So, get into the Christmas spirit in October, and enjoy a small taste of my holiday short, tentatively entitled Un-Scrooged:
Can a free spirited Canadian grad student in England loosen up a misanthropic writer, and bring him home for Christmas?
That early autumn day in late September seemed to start a chain reaction in which Kale and Molly were flung into each other's path by some mercurial fate that scoffed at their mutual desire to avoid one another. Despite his efficacy at staying out of her way the whole first month she lived at the house, Kale now had no luck whatsoever. At the local shops, in the yard, in the front hall... she seemed to be everywhere now, which was not in keeping with his plans.
When Kale was in the middle of a book, he preferred to isolate himself from all outside influences. Otherwise, he found strange impulses creeping into his writing, such as the sweet natured character with long dark hair and warm hazel eyes that kept sneaking into the periphery of his latest work in progress, who he had to admit was Molly in disguise.
Once, the pair even literally ran into each other at the mailboxes, when she came barging into the small space as he turned to stride out. Neither had noticed each other until their torsos had collided. Instinctively, he brought his glove-clad hands up to her fleece-covered arms to steady her, and she noticed again the attractive scent of sandalwood. He detected the slight tinge of cinnamon on her breath as she puffed in surprize, and for a moment all thought fled from his brain as he stared into wide, hazel eyes, fringed with impossibly dark lashes. He couldn't remember the last time his mind was completely blank while working on a book, but at that moment, he would have been hard pressed to recall his own name.
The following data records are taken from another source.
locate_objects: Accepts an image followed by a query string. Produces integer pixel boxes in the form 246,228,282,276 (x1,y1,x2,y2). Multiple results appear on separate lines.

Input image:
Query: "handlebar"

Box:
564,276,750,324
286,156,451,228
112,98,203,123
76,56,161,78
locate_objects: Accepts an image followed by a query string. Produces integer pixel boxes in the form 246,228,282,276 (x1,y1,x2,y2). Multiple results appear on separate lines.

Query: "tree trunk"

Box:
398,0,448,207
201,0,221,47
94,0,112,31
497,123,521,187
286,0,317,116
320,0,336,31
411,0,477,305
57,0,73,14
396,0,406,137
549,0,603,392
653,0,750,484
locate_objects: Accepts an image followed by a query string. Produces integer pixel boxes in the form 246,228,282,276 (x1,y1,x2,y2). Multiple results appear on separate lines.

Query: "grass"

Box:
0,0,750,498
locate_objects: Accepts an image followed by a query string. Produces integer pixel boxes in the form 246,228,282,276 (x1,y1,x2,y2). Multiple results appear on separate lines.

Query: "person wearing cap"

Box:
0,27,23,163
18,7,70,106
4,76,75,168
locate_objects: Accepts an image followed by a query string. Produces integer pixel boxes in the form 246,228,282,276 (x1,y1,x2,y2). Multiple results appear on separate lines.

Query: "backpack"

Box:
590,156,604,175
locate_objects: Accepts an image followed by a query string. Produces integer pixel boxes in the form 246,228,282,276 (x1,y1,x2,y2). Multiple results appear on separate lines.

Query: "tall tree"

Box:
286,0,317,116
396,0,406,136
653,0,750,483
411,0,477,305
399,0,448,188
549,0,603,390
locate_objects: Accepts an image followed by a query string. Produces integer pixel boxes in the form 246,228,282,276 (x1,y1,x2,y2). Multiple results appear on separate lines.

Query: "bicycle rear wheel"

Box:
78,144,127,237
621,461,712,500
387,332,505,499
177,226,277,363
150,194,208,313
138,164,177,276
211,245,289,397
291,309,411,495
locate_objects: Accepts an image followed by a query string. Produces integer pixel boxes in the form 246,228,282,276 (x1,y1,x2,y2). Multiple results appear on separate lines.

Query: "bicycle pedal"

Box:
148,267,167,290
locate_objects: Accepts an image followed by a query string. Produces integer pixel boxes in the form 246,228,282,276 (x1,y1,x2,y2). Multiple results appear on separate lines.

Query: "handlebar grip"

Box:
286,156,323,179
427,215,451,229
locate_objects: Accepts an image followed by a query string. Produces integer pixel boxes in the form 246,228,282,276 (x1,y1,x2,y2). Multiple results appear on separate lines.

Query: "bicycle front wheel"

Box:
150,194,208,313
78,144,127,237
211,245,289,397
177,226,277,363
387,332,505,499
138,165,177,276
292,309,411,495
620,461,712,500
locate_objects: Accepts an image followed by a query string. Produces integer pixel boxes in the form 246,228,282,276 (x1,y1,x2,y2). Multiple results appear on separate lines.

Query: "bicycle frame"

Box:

"Steady on," he murmured, realizing he should say something.
"Hi," she breathed, simply, and, almost reluctantly, made to move past him.
Her flatmate Colby, in their infrequent discussions of the other inmates of the building, had dismissed Kale McKinnon as "weird and old," but right then Molly saw him as nothing like old or weird. True, he had some eccentric qualities, but at that moment, his oddities were more intriguing than anything else. And no one who felt so firm and vital could be considered old. Her heartbeat, at least, rapped out a tattoo that told her she was in the presence of vibrant maleness, a feeling to which she was not normally prone.
"Hi again," he said, softly, taking unfamiliar pleasure in her pretty blush.
Molly stood aside and let him pass, and watched as he exited the building. If she were more like Colby, she thought, she would say he had a "great butt," and smiled impishly at the thought. But, no - she was just Molly, and she didn't have those kinds of thoughts about men she barely knew.
Even though it was true.
ETA: This story was later renamed Unwrapping Scrooge.